South West Water’s £125 million plans to deliver two desalination plants have been pushed back to next year.

Speaking to Utility Week, South West Water chief executive Susan Davy confirmed that the plants would not be delivered this year as previously slated.

Davy was speaking after South West’s parent company Pennon announced an 85% drop in half-year pre-tax profits.

Davy said that the desalination project remains in train with modulised reverse osmosis kits being deployed.

She added that the first site at Par, in Cornwall is now anticipated to be online in 2024 and will process 30 million litres daily. It will require eight miles of new pipework and is being delivered to increase resilience to drought.

South West Water continues to assess its options for a second site and is expected to make a decision on that in the coming months.

Despite the delay, Davy said she was “very pleased” with progress on the first of two desalination plants.

“We are starting with Par in Cornwall and that will be the flagship ,” Davy said. “We are progressing with modularised kits that will be in for 2024, then the network teams are making sure we can transfer and transport the raw water.”

South West Water devised its desalination plans in response to supply constraints in the region. A hosepipe ban in the region ended in September after 14 months.

Davy said the plants will contribute to wider targets to boost supplies in the Cornwall area by as much as 45%.

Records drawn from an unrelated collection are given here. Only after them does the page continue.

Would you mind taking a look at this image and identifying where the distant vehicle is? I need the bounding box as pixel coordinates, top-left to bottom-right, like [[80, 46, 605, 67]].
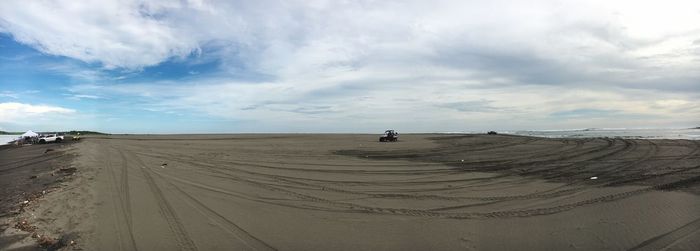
[[38, 134, 64, 144], [487, 131, 498, 135], [379, 130, 399, 142]]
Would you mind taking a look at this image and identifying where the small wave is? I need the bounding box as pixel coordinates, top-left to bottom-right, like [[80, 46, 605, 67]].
[[0, 135, 19, 145]]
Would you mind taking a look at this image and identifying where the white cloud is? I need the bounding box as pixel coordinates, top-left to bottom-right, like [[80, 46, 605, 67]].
[[0, 91, 19, 99], [2, 1, 700, 131], [65, 94, 103, 100], [73, 94, 101, 99], [67, 77, 700, 131], [0, 102, 75, 123], [656, 99, 690, 107], [2, 0, 699, 73], [0, 0, 199, 69]]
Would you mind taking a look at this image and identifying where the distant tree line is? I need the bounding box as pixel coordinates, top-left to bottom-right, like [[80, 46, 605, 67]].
[[0, 130, 108, 135], [66, 130, 109, 135]]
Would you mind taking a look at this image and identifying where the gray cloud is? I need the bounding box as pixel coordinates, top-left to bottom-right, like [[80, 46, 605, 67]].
[[438, 100, 513, 113], [2, 0, 700, 131]]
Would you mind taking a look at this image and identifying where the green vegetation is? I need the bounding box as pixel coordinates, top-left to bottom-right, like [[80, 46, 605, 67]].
[[65, 130, 109, 135], [1, 130, 108, 135]]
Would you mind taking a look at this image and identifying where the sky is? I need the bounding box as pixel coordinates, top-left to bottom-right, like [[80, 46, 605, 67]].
[[0, 0, 699, 133]]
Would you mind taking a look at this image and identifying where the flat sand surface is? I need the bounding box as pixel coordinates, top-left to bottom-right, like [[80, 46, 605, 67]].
[[27, 134, 700, 250]]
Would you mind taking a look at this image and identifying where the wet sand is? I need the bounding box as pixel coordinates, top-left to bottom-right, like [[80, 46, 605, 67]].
[[5, 134, 700, 250]]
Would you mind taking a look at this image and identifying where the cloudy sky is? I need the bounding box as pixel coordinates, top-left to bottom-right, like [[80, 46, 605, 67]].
[[1, 0, 699, 133]]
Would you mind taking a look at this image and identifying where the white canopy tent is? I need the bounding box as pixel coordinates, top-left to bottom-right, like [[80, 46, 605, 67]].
[[21, 130, 38, 137]]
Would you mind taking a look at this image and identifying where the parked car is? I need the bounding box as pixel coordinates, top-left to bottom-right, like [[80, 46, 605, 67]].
[[38, 134, 64, 144]]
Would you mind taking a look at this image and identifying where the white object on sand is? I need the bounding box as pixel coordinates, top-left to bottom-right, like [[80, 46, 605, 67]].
[[21, 130, 38, 137], [590, 176, 598, 180]]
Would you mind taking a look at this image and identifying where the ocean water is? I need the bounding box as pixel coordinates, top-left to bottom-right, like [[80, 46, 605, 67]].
[[0, 135, 19, 145], [510, 128, 700, 140]]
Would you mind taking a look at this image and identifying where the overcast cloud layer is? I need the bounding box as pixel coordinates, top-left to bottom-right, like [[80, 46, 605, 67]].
[[1, 0, 699, 133]]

Using seawater is part of Pennon’s wider plan to make the south west resilient against drier periods. It is also converting its fourth large former quarry to a reservoir and is exploring innovative tariffs to reduce consumption levels.

Specifically, the company wants to offer variable tariffs in the next price review period (PR24) after running a pilot last year to incentivise people to use less water.

The trial saw people living close to Collingford Reservoir offered a £30 bill reduction if reservoir levels recuperated from the dangerously low point seen after last summer to 30%.

When the Par site is delivered it will be only the second operational desalination plant on the mainland UK.

Thames Water added desalination to its resources ahead of the 2012 London Olympics to ensure visitors and athletes to the city had plentiful supplies during the event. The plant in Beckton has not been routinely used and the company faced criticism for it not being used during 2022’s drought, which coincided with planned maintenance.

Southern Water has also put forward water resource management plans featuring a desalination plant to be added on the Sussex coast.

Pennon’s interim results for the six months to 30 September – released today (29 November) –  reveal South West Water is on track to achieve 75% of its outcome delivery incentive (ODI) targets set out in PR19 and Bristol is set to meet around 70% of its ODIs for 2022/23.

As the final year of the current asset management period (AMP7) nears, the company’s H2 results show an uptick in capital expenditure of 65% compared to H1 in its water businesses and 87% for the group, which includes Pennon Energy.

The business said pre-tax profit dipped by nearly 85% to £3.2 million in the first six months of the financial year. However, revenue rose 5.4% during the period to £448.6 million, due to increases in the tariffs it could charge customers.